Myrlene Pereira
Cáritas Diocesana de Araçuaí
Reconhecido como 6ª economia do mundo, o Brasil vem sendo foco de admiração de muitas pessoas e, ao mesmo tempo, de questionamentos daqueles que se preocupam com o bem comum. Há muito tempo as comunidades do Vale do Jequitinhonha vem sofrendo os efeitos do perverso modelo de desenvolvimento capitalista, que tem predominado na sociedade atual. Para garantir sua base minerária, o sistema econômico em Minas Gerais criou uma estrutura que massacra e suprime a natureza desta região. Ao longo do Rio Jequitinhonha, várias mineradoras vem se instalando afim de retirar os diversos tipos de minério.

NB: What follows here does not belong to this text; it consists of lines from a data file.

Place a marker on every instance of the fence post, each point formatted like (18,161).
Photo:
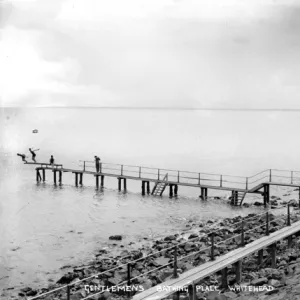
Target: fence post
(128,277)
(68,292)
(289,216)
(212,254)
(242,235)
(175,275)
(267,223)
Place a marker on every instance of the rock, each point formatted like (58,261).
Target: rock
(193,236)
(259,281)
(170,238)
(115,237)
(67,278)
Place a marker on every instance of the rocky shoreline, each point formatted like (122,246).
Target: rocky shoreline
(196,237)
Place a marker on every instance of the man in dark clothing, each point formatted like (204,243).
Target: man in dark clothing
(97,163)
(33,153)
(23,156)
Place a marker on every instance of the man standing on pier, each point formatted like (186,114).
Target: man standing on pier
(97,163)
(33,153)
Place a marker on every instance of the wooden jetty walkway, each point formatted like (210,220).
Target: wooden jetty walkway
(244,247)
(162,178)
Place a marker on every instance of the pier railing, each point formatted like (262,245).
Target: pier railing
(209,248)
(196,178)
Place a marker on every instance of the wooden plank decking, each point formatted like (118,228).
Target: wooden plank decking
(198,273)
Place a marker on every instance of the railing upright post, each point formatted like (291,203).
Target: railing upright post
(289,216)
(129,277)
(68,292)
(242,235)
(212,253)
(267,223)
(175,275)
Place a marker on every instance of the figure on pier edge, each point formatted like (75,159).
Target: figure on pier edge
(33,153)
(97,163)
(23,157)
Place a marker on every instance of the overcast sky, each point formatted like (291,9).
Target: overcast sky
(150,53)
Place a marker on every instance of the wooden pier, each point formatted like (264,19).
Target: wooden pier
(162,178)
(235,257)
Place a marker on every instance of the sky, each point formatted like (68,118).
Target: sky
(195,54)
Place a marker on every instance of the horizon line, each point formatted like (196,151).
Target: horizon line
(162,108)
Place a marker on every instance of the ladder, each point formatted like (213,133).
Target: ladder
(160,186)
(237,198)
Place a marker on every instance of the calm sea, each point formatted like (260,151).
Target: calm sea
(43,227)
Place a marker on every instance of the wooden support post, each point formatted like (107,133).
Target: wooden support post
(175,275)
(68,292)
(148,187)
(97,181)
(212,249)
(242,234)
(290,242)
(38,175)
(224,278)
(260,256)
(288,216)
(143,188)
(171,191)
(192,292)
(54,176)
(267,223)
(175,189)
(273,255)
(76,179)
(266,194)
(238,271)
(119,184)
(129,277)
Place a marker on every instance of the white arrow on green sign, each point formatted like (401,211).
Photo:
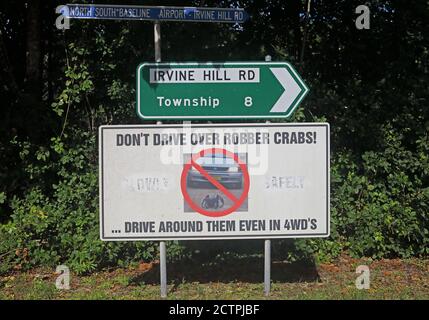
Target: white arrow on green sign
(218,90)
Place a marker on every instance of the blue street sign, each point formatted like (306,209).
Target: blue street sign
(124,12)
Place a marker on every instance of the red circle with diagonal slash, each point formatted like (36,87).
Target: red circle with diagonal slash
(237,201)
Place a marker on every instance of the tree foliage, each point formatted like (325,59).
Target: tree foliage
(59,86)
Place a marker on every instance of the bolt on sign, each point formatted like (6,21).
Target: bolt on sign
(218,90)
(229,181)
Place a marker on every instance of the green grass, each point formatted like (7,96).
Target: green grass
(390,279)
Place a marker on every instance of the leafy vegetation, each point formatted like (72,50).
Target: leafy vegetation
(59,86)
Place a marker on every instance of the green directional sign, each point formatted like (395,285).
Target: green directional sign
(227,90)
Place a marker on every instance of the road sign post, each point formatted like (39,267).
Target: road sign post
(151,13)
(230,90)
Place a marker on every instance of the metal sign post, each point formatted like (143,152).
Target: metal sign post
(162,249)
(267,267)
(267,248)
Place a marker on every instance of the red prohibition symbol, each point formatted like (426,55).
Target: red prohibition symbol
(237,202)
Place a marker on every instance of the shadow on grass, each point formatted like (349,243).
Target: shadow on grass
(248,269)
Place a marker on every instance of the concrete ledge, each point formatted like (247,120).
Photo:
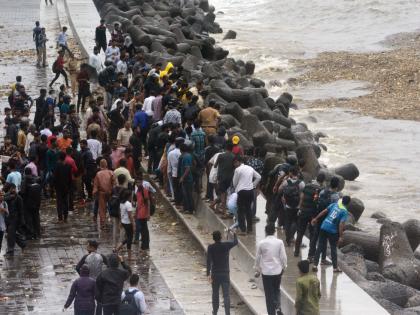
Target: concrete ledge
(197,226)
(83,18)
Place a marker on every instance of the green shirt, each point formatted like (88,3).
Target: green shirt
(308,293)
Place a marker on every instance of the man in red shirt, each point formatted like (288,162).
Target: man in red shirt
(64,142)
(237,148)
(58,68)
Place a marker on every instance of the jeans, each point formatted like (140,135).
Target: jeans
(276,211)
(314,240)
(322,246)
(41,56)
(81,100)
(57,74)
(87,181)
(12,237)
(128,228)
(33,221)
(142,229)
(303,221)
(290,223)
(220,280)
(210,191)
(254,204)
(272,292)
(187,198)
(177,190)
(245,198)
(62,204)
(111,309)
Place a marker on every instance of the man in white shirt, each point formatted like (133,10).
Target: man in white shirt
(245,180)
(122,169)
(62,40)
(270,261)
(124,134)
(46,131)
(94,145)
(95,60)
(148,105)
(173,158)
(133,292)
(122,65)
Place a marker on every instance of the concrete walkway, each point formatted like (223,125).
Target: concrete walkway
(339,292)
(84,17)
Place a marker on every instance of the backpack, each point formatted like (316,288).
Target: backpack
(95,263)
(311,196)
(114,203)
(324,199)
(54,66)
(291,193)
(128,305)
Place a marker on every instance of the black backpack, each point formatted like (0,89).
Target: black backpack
(128,305)
(54,66)
(114,203)
(291,193)
(324,199)
(311,196)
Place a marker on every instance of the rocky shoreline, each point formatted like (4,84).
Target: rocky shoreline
(392,75)
(166,32)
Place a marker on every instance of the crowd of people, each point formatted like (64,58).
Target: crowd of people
(151,118)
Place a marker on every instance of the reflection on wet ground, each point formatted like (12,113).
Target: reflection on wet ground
(385,151)
(336,89)
(39,280)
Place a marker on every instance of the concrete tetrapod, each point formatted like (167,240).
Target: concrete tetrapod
(369,243)
(396,258)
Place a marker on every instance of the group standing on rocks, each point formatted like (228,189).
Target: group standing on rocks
(168,102)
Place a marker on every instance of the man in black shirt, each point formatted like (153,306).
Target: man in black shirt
(218,269)
(62,183)
(100,36)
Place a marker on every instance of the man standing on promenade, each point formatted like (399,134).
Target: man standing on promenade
(308,291)
(271,260)
(100,36)
(218,269)
(36,32)
(331,229)
(245,180)
(62,41)
(63,183)
(110,283)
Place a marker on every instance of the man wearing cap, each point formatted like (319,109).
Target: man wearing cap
(173,160)
(237,149)
(172,116)
(100,36)
(209,118)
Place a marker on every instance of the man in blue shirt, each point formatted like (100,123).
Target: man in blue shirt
(140,118)
(331,229)
(186,178)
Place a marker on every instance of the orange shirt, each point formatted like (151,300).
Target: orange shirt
(208,117)
(143,211)
(63,144)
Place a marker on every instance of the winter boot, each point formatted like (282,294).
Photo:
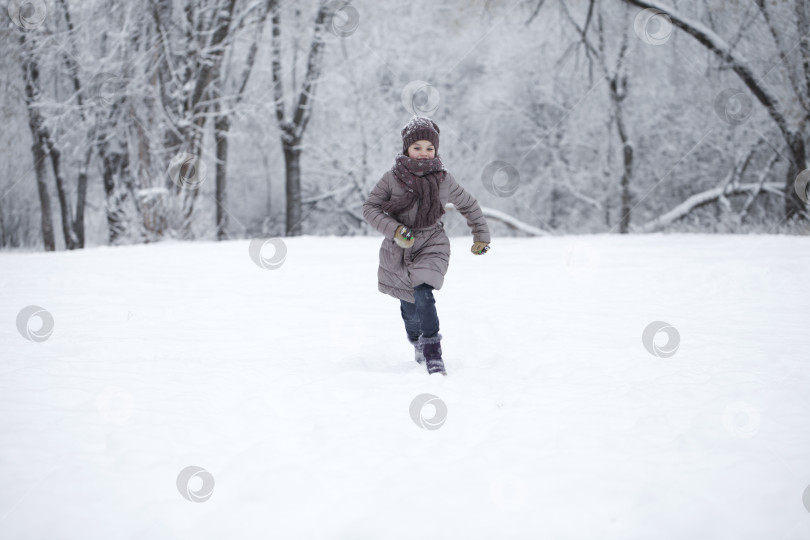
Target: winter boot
(432,349)
(417,347)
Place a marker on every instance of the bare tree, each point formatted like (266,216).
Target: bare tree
(39,134)
(293,128)
(791,131)
(225,102)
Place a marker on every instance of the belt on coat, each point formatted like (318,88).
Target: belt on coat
(434,226)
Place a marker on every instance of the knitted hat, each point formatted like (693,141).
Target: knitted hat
(420,128)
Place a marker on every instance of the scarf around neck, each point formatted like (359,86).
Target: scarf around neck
(421,179)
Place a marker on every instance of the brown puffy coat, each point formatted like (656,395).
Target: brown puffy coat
(427,260)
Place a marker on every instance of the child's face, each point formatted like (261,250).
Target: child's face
(422,150)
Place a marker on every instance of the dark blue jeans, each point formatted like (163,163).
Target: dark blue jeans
(420,317)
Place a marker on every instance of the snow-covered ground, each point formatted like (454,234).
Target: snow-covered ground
(291,389)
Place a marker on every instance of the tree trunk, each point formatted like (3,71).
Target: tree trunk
(221,127)
(739,64)
(31,77)
(292,167)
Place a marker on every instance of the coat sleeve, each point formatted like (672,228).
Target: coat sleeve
(374,214)
(468,206)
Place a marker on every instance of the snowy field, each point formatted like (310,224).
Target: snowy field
(291,390)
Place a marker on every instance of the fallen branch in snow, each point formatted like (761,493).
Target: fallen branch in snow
(706,197)
(506,219)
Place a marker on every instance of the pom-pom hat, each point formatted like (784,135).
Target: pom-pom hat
(420,128)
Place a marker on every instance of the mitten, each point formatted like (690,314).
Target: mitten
(403,237)
(479,248)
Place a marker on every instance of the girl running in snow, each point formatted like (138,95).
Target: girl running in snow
(405,206)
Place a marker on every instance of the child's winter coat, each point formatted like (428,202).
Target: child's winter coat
(401,269)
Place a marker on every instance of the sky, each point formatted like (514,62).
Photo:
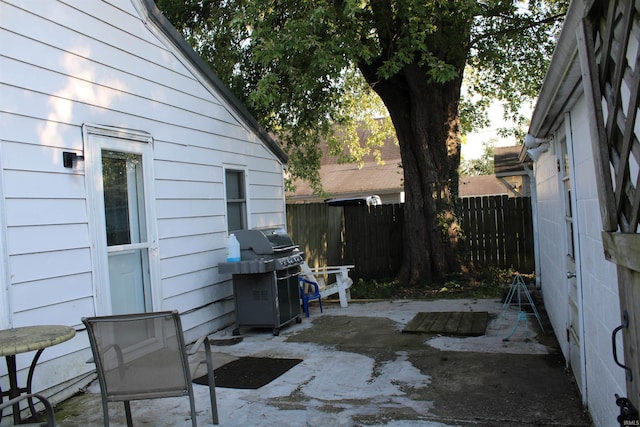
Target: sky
(473,148)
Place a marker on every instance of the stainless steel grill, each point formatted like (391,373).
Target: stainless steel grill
(265,280)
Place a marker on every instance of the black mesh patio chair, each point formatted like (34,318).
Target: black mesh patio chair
(143,356)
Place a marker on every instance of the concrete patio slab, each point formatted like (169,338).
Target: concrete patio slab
(359,369)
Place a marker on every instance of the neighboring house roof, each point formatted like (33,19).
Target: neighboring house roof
(159,20)
(349,180)
(483,185)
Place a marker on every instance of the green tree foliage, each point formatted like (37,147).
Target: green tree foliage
(301,66)
(483,165)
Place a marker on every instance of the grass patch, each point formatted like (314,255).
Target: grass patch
(486,283)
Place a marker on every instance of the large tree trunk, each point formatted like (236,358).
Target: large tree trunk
(425,116)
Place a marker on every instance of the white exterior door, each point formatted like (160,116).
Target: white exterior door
(120,186)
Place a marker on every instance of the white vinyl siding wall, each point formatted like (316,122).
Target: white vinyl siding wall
(68,63)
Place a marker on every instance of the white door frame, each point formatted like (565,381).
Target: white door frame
(96,138)
(568,134)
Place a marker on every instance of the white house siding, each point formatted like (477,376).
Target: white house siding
(600,309)
(68,63)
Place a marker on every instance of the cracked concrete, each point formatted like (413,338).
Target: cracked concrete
(358,369)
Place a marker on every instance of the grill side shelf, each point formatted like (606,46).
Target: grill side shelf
(247,267)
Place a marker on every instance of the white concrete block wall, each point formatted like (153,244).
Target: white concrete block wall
(599,283)
(552,255)
(597,275)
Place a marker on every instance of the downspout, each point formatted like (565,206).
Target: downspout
(534,216)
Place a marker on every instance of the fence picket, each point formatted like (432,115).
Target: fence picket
(498,231)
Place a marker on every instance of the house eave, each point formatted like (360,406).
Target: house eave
(155,17)
(562,78)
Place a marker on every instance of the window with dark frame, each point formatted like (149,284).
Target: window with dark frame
(236,200)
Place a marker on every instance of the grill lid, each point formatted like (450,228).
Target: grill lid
(266,241)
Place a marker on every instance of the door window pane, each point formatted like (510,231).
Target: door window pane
(123,198)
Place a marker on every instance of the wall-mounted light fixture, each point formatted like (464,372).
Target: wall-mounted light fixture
(536,146)
(69,159)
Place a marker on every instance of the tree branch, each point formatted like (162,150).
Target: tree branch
(517,28)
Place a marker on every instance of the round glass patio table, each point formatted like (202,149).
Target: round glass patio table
(22,340)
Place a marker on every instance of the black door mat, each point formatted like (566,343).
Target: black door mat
(249,372)
(461,323)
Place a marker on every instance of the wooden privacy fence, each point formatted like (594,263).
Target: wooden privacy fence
(498,232)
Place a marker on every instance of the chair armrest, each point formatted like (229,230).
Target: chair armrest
(51,419)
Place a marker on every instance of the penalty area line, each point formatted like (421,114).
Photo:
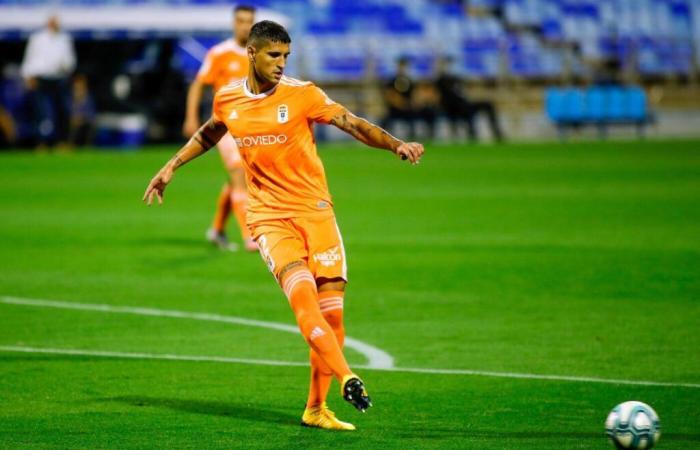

Para que isso seja possível, o governo vem contribuindo de diversas formas. As empresas, que precisam de energia para o processo exploratório, têm financiado, juntamente com o governo, a implantação de hidrelétricas na região. O projeto prevê que sejam implantadas 14 grandes e 6 pequenas usinas hidrelétricas em toda a extensão do rio Jequitinhonha. Até o momento, 2 já foram instaladas e a construção da terceira, na cidade de Coronel Murta, acaba de ser embargada, segundo fontes da UFMG.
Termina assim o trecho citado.